国連「水と衛生に関する諮問委員会」第5回会合
2006年3月14日
議長開会ご挨拶


国連「水と衛生に関する諮問委員会」
議長 橋本 龍太郎


 

この度、ここに国連「水と衛生に関する諮問委員会」第5回会合が開催されるにあたり、委員の皆様にご参集頂きましたことに対し、本諮問委員会の議長として、先ず心から御礼申し上げます。そして、この第5回会合の開催に際して、多大なるご支援を頂きました日本政府に心より御礼申し上げます。

さて、先月20日及び21日に、ベルリンにおいて、国連「水と衛生に関する諮問委員会」第4回会合が開催され、ウッシー・アイト副議長をはじめ14人の委員のご出席のもと、熱意ある議論が展開されました。

前回の会合では、まず、第3回会合のフォローアップとして、「公々連携」、「資金調達」、「衛生」の3つのテーマにおいて、「実行可能な提言項目」をまとめるために集中的な議論を行いました。

「公々連携(WOP)」は、従来、官官協力(PUP)と呼んでいたものであり、公益事業者の能力開発を支援することを目指したシステムです。この新たなシステムを「公々連携(WOP)」と呼ぶことについて合意がなされました。もちろん、これは、企業、NGOなど非営利で公的水道事業に貢献している団体等を排除するものではありません。

資金調達は、国際的に承認された水と衛生に関する目標を達成する上で、主要な課題の1つです。諮問委員会の取るべき行動の対象分野として、3つの主要な分野が明確にされました。つまり、「国家政策策定のレベル」、「金融・資金提供者グループ」、「水と衛生サービスの提供を中央から地方自治体レベルへ移譲させることに関与している人々」、です。

「衛生」分野は、ミレニアム開発目標やヨハネスブルグ実行計画目標の達成において、特に遅れている分野であります。この衛生に関する目標の達成に向けて、政治レベルでの関心を高め、焦点を絞った行動を取るとの点で合意がなされました。 。

そして、「水と災害」、「モニタリング」、「統合水資源管理」という新たな3つのテーマについて議論を行いました。

「モニタリング」に関しては、ユニセフ及び世界保健機構によるジョイント・モニタリング・プログラムなど、世界的なモニタリングの推進を目指しているいくつか個別の計画に関して議論を行いました。これらの計画を一堂に集め、総合的な研究を行い、方法論を改善できるような場を提供するよう、国連水関連機関調整委員会(UN−Water)に要請しました。何人かの委員からは、モニタリングに対して国家レベルで十分な予算が配分されていないとの懸念が表明されました。

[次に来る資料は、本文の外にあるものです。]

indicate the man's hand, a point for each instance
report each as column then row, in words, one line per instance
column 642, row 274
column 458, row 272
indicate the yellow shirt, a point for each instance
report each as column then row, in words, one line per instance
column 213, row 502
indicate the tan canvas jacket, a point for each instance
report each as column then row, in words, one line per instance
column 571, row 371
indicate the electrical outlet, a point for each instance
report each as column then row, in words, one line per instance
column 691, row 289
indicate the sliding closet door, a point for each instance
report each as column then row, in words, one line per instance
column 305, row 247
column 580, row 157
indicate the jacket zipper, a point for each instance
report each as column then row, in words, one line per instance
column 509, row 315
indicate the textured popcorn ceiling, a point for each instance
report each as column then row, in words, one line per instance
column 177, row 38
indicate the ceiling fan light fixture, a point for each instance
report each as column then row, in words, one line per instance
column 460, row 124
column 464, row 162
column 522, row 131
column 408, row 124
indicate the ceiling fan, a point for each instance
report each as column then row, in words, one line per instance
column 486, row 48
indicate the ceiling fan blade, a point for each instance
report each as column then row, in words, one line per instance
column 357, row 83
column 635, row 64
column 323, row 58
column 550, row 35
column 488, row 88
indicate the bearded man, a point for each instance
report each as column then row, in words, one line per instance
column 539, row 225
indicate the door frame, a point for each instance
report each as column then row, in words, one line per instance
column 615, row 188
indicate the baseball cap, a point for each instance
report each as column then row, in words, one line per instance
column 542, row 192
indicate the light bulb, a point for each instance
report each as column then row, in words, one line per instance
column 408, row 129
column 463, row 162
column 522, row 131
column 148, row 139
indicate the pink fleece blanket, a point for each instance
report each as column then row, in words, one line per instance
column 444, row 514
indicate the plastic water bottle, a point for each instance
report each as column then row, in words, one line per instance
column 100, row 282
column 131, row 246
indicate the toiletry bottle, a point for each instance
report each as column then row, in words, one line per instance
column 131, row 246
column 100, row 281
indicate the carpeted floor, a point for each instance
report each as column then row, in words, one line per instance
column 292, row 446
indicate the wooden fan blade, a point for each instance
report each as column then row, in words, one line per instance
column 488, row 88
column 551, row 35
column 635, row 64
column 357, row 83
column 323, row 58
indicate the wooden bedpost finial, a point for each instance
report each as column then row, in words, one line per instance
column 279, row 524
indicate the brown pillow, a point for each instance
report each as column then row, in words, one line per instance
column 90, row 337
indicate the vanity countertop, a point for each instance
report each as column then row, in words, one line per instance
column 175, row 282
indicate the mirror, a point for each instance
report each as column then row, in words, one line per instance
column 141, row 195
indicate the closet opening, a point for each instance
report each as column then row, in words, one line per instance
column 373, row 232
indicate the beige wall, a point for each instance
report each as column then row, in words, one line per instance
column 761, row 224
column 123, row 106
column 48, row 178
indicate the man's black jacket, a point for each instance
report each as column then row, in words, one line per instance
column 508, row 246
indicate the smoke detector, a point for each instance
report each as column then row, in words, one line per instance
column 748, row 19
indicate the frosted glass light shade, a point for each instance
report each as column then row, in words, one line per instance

また、「統合水資源管理」に関しては、実行可能な提言事項として実質的な管理の統合や、ステークホルダー間の連携について議論を行いました。意思決定の過程において、ステークホルダー間の効果的な協力を推進すべきであるとの点で委員の意見が一致しました。一部の委員からは、資金提供者と流域団体との対話が重要であるとの意見も出されました。

「水と災害」については、討議に先立ち、米国陸軍工兵隊ストロック長官に「米国における水資源管理:ハリケーン・カトリーナへの対応と教訓」と題した発表をして頂きました。この発表は、ハリケーン・カトリーナによる災害と陸軍工兵隊によって確立されたハリケーン対策とその過程を余すことなく伝えるものとして、高い評価がなされました。
そして、「水と災害」の問題は、諮問委員会の柱の1つとするべきであるという点で、委員の意見が一致しました。また、「水関連災害による死者を半減させる」という目標の基本理念の説明がなされ、何人かの委員からは、水災害による死傷者の数を削減するために新たな国際的数値目標をつくるべきであるという意見に賛意が表明されました。一方で、この委員会で新たな数値目標を作ることに対し慎重な意見を表明する委員もいました。

これらテーマ毎の作業部会において成果報告書を作成し、それぞれの「実行可能な提言項目」を今回の会合までに他の諮問委員にも伝えて下さるようお願いしました。

本日の会合においては、前回議論を行ったテーマ「水と災害」、「モニタリング」、「統合水資源管理」に関して、「実行可能な提言項目」を更に議論を深め、プロポーザルとして取りまとめていきたいと思います。まとめられた「実行可能な提言項目」は、第4回世界水フォーラムの初日に予定されている私の基調講演の中で、諮問委員会の成果として発表させて頂くこととしております。また、明日は、今後の活動について議論を頂き、具体的な活動の方向性について取りまとめていきたいと思います。

諮問委員会として、具体的な行動につながる成果を出すために、今日から始まる2日間で、集中的かつ深い議論を行って頂き、そして、我々が取るべき行動の方向性を見極めていきたいと考えております。
 よろしく御討議の程お願い申し上げます。